From the time stamp, I could see that my husband had made a late-night trip to Publix. The itemized list made me pause: He’d bought a pack of gum, a 20-oz. Diet Coke and three 24-packs of toilet paper.
This, combined with our 14-year-olds’ recent string of sleepovers here, only pointed to one conclusion. My husband was helping turn our sons into suburban outlaws.
Yep, he’d actually driven them and three friends to our neighborhood Publix to buy toilet paper so they could meet some other neighborhood friends and roll the yard of the unfortunate friend who couldn’t come that night.
I’m sure they didn’t look suspicious at all; a bunch of giggling 14-year-old boys elbowing each other as my husband tried to decide if want wants his TP haul bagged in paper or plastic.
Apparently getting your yard rolled, or “TP’d,” as some may call it, is like a tip of the hat. It’s a sign of affection, if you will, not an insulting act of vandalism the way I thought of it growing up.
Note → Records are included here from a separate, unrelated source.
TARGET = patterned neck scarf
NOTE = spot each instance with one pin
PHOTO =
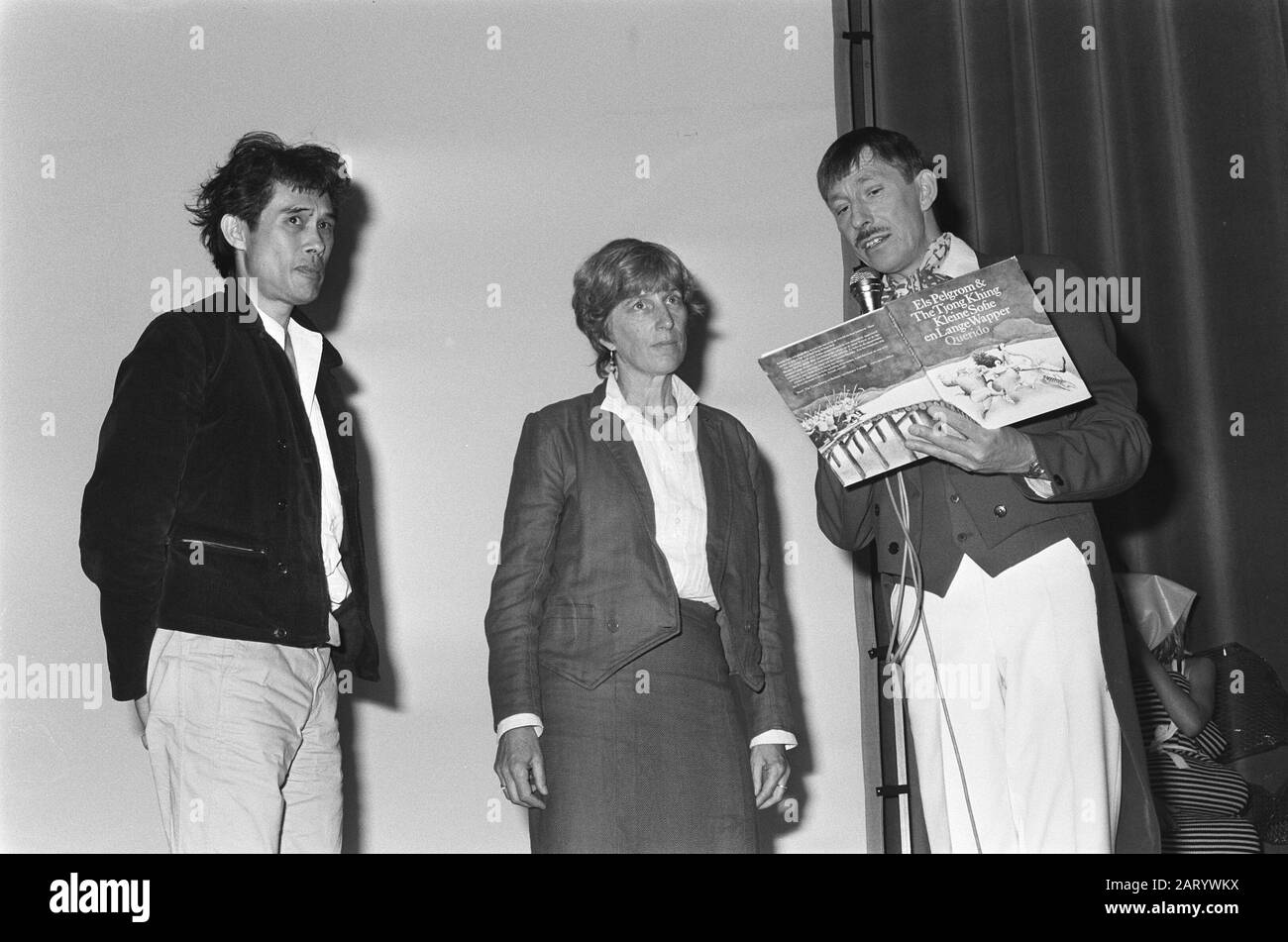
(947, 258)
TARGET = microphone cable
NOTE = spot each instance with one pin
(911, 565)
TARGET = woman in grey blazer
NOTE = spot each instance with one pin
(631, 609)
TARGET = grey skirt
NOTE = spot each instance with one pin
(652, 761)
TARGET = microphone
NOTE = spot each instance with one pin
(866, 288)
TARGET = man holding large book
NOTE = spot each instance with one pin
(1041, 749)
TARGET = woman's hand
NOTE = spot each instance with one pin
(519, 767)
(769, 774)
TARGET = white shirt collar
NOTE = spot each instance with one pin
(686, 400)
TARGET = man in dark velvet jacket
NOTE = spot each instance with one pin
(222, 524)
(1047, 741)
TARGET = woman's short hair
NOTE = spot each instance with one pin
(626, 267)
(244, 185)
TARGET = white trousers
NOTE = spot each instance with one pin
(1022, 683)
(244, 744)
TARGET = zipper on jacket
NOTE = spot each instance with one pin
(227, 547)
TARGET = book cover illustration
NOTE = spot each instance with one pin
(979, 344)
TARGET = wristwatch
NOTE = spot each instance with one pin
(1035, 470)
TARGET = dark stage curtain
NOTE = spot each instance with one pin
(1145, 139)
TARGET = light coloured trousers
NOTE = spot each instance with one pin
(1024, 686)
(244, 744)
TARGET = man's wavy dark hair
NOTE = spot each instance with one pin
(890, 147)
(626, 267)
(244, 185)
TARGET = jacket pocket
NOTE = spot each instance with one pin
(565, 624)
(193, 545)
The first time my boys rolled someone’s yard, they were invited to go by a friend of theirs who had another friend sleeping over. No kid comes up with this idea alone, apparently. If yours does, you may want to make sure he isn’t turning into some modern-day Boo Radley.
Still, my neighbors and I all consider ourselves to be conscientious parents. Not wanting them to walk the streets in the middle of the night, her parents drove them to the intended victim’s house. Then her dad had to remind them to at least try to be discreet about sneaking up to roll someone’s yard. Not exactly hardcore rebels, they were sashaying up the front walk like they were calling on Sunday.
This particular house only had one new sapling and a huge euonymus bush in the front yard, so they wrapped about a dozen rolls around those two plants and then scampered back into the truck to try another house.
I don’t mind their rolling their friends’ yards because they usually go by the next day to help clean up. They never use anything permanently damaging, like eggs, or anything super messy like the melted Pudding Pops someone left in my mailbox once in seventh grade.
I suspect it’s much more of a social activity for them, since most of the TP is only half-heartedly tossed about eight feet in the air.
Back in my day, I knew a few boys who could throw so high they’d make you regret for three weeks that our society doesn’t still use a Sears catalog in the bathroom.
I guess I should be glad they’re participating in a physical activity outside rather than playing Xbox all night, right?
Maybe not, but there are worse things they could be doing. And worse things I could find in my husband’s pocket.